10 min readFeb 22, 2018

Introduction

This article is going to talk about implementing a credit risk engine on an Apache Hadoop / Spark Stack from a technical perspective. The learnings and takeaways will apply for any corporate environment with a large ecosystem of relational data stores that need to be aggregated and metrics computed on that data.

If you are a technical architect, developer or project lead evaluating to introduce Spark SQL for ETL and batch workloads or you want to migrate traditional batch-processing (for example Spring Batch) as Spark jobs — this is for you.

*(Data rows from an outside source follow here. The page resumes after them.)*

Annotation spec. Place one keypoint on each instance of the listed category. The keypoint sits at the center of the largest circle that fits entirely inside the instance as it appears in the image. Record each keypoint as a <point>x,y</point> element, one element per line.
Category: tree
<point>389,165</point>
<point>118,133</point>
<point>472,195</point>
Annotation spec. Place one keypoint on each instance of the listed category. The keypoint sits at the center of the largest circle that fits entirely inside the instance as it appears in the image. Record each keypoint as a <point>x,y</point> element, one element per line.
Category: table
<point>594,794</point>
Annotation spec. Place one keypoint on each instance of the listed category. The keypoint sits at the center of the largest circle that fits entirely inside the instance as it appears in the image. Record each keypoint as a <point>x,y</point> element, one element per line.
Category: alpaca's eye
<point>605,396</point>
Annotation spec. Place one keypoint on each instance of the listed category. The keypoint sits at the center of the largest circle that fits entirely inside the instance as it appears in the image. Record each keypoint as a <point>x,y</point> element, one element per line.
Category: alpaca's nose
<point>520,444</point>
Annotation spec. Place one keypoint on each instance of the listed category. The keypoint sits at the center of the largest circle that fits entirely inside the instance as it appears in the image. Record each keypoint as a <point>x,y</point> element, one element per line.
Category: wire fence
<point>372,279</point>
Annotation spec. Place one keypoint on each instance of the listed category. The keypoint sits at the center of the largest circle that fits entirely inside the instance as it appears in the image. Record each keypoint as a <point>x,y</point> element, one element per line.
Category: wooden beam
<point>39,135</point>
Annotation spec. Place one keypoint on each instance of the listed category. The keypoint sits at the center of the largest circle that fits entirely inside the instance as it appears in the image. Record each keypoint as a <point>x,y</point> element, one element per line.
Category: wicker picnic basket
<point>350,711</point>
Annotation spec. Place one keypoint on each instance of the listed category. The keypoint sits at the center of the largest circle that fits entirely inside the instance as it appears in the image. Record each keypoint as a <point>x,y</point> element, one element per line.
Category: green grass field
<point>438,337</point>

After reading this you should take away:

the difficulties and challenges faced when introducing this technology stack in the team or organization for the first time
a few hands-on recommendations for implementing Spark-SQL-based business logic components

After some context in “Setting the scene”, we will go over 5 learnings that we have had in “Five Fallacies of the early days”, and then summarize 6 recommendations which are hopefully useful for anyone on a similar journey.

Setting the scene

The objective we’ve had in this project was to implement a batch-oriented on-premises application that computes credit risk scores, following the so called “Basel” standards. Financial Service institutes and banks in particular are subject to industry regulation. The regulators require banks to report credit risk exposure on a monthly basis and in addition they are obliged to stress test the portfolio, for example by assuming downgrades in country or corporate ratings or exerting any other stresses resulting in higher demands on capital allocation. Basel II/III capital adequacy rules for banking institutions and the measurement techniques called “Standardized Approach” and “Advanced Internal Rating Based Approach” (IRB) are some key terms in this context.

What this means at the end of the day: for every loan in the bank’s portfolio — in our case about 4 Million loans — credit risk scores are computed again and again, using different approaches and parametrizations. That is why banks implement and maintain sophisticated systems for handling this task, and that is where our team stepped in to help do exactly this.

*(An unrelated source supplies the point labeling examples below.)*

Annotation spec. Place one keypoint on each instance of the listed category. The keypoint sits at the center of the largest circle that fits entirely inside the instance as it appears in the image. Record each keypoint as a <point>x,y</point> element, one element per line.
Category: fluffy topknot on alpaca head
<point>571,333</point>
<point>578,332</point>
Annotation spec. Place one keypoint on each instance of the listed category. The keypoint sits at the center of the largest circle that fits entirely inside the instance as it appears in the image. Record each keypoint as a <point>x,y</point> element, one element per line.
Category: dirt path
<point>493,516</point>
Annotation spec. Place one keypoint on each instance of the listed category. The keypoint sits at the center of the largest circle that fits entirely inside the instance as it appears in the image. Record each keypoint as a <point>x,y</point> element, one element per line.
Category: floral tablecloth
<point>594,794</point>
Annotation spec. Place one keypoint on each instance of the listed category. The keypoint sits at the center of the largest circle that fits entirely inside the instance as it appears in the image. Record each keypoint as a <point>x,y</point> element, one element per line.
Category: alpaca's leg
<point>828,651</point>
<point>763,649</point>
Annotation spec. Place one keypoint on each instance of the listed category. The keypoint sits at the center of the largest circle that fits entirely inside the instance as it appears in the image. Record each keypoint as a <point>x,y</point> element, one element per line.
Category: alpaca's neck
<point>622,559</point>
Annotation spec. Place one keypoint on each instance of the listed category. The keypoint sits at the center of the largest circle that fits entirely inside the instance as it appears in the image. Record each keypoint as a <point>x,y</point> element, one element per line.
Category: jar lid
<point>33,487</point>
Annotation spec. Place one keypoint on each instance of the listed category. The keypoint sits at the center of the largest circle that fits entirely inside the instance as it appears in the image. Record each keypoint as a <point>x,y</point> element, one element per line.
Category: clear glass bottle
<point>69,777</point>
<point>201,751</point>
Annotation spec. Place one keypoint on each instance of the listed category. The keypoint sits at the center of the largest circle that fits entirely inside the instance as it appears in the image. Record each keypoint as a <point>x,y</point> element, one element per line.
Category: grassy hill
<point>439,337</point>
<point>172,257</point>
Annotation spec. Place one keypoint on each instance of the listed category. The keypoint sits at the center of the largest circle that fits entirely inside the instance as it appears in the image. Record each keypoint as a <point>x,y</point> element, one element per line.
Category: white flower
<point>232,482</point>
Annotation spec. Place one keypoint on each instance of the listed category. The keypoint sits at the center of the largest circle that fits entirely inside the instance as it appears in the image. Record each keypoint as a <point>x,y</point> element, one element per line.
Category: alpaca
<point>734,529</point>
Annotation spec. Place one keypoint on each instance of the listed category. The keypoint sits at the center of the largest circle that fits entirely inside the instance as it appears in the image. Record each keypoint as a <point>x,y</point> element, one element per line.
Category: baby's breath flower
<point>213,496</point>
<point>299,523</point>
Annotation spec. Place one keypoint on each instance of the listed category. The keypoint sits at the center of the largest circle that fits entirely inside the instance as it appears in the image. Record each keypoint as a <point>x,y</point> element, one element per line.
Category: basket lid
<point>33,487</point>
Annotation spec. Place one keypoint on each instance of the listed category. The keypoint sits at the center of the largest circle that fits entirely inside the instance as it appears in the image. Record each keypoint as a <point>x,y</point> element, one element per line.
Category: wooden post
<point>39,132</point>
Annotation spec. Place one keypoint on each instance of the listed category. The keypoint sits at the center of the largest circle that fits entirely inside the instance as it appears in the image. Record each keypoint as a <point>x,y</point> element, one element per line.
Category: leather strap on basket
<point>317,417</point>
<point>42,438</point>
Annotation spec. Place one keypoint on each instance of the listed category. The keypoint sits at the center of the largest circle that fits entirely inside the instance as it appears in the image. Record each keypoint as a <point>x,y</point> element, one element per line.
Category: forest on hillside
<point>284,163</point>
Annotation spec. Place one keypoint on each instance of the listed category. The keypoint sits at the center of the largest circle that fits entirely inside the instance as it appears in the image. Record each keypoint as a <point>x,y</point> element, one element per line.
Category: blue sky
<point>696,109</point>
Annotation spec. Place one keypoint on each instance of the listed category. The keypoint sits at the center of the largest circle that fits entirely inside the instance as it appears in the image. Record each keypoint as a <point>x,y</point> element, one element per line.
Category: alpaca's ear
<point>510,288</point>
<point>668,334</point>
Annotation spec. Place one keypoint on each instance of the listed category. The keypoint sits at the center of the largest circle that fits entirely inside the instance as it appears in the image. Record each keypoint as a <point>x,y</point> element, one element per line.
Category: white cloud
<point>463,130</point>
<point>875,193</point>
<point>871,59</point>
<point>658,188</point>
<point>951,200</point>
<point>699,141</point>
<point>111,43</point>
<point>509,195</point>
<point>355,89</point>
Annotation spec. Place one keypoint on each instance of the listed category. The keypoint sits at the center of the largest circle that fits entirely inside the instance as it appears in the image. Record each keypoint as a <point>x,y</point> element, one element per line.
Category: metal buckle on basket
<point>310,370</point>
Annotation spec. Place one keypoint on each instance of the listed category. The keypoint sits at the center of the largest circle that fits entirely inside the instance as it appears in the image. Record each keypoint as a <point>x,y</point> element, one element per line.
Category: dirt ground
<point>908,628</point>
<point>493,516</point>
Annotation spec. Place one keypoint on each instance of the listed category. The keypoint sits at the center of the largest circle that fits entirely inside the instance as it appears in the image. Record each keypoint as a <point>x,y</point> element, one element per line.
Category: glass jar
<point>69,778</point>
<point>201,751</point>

Strong functional architecture guidelines

At the beginning of our journey was a semi-formal functional specification written by a business consulting team. It basically translates the Basel legal and regulatory requirements into modular steps and processes. An individual step has input and output parameters and at first glance looks like a method or function. Heaven and bliss, we thought, let’s start programming! But wait — here is the catch. From whatever input parameters are passed into a particular step, the business logic inside the step can still “navigate” to any other point in the data model and even fetch additional data. In other words: by looking at the input parameters specified you cannot infer the data actually consumed by the step.

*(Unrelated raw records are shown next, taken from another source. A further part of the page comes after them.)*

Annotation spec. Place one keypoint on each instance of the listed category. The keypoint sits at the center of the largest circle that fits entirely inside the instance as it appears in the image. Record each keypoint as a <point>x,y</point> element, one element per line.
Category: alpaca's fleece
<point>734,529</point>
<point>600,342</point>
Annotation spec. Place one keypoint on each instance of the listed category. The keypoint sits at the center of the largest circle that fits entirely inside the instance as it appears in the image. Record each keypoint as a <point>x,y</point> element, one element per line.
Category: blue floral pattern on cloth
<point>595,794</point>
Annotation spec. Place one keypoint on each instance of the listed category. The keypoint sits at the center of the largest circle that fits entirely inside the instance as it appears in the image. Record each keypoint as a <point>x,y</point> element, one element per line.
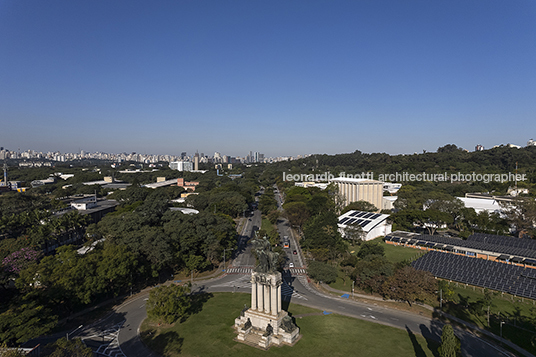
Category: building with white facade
<point>373,224</point>
<point>181,165</point>
<point>354,190</point>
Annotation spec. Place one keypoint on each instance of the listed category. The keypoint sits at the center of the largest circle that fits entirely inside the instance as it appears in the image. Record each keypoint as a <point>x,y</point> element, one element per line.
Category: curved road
<point>298,291</point>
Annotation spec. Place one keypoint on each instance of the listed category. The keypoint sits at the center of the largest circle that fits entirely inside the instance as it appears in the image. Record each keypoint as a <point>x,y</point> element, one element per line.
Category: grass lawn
<point>210,333</point>
<point>399,253</point>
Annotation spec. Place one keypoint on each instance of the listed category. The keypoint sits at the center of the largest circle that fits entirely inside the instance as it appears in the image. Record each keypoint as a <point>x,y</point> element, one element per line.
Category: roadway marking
<point>244,282</point>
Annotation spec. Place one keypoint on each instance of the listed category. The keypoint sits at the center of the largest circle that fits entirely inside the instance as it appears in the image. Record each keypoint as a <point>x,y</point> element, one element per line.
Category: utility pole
<point>73,331</point>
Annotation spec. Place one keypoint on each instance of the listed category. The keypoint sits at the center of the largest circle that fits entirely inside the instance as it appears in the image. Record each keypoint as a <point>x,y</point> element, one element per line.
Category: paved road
<point>296,289</point>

At the same time, there was strong emphasis on a solution where the technical implementation follows modularity concepts defined by functional architecture. Expected benefits are to allow for easy traceability, maintainability and extensibility of the application.

So here we were: a team of skilled Java developers but having little prior knowledge of Apache Spark. Most of us coming from online applications, object oriented design principles or traditional batch processing as exemplified by frameworks like Spring Batch. We were faced with the challenge of:

Transitioning from OO design principles to more functional style, data driven programming
Finding ways to re-interpret the functional spec to balance modularity constraints with implementation and performance constraints
Learning a complex big data processing framework and ecosystem (Apache Spark, HDFS, YARN)

Five Fallacies of the early days

[1/5] We don’t need the full Hadoop stack!

Based on some early proof-of-concepts we had concluded that simply using Spark by itself is “good enough”. We knew if we treated Spark as “just software”, it would be much less disruptive for the ops team in the organization. To accomplish that, we wanted to run Spark in local mode on a single “big” machine. We would be tied to this machine per batch execution. We expected one big machine to be sufficient for our purposes, but — what if not? This would severely limit the scalability of the system. Also, we found that a single huge executor usually cannot use the resources efficiently. Another point of debate was limited availability or restartability of the setup: Processing would always have to start from scratch in case of failures.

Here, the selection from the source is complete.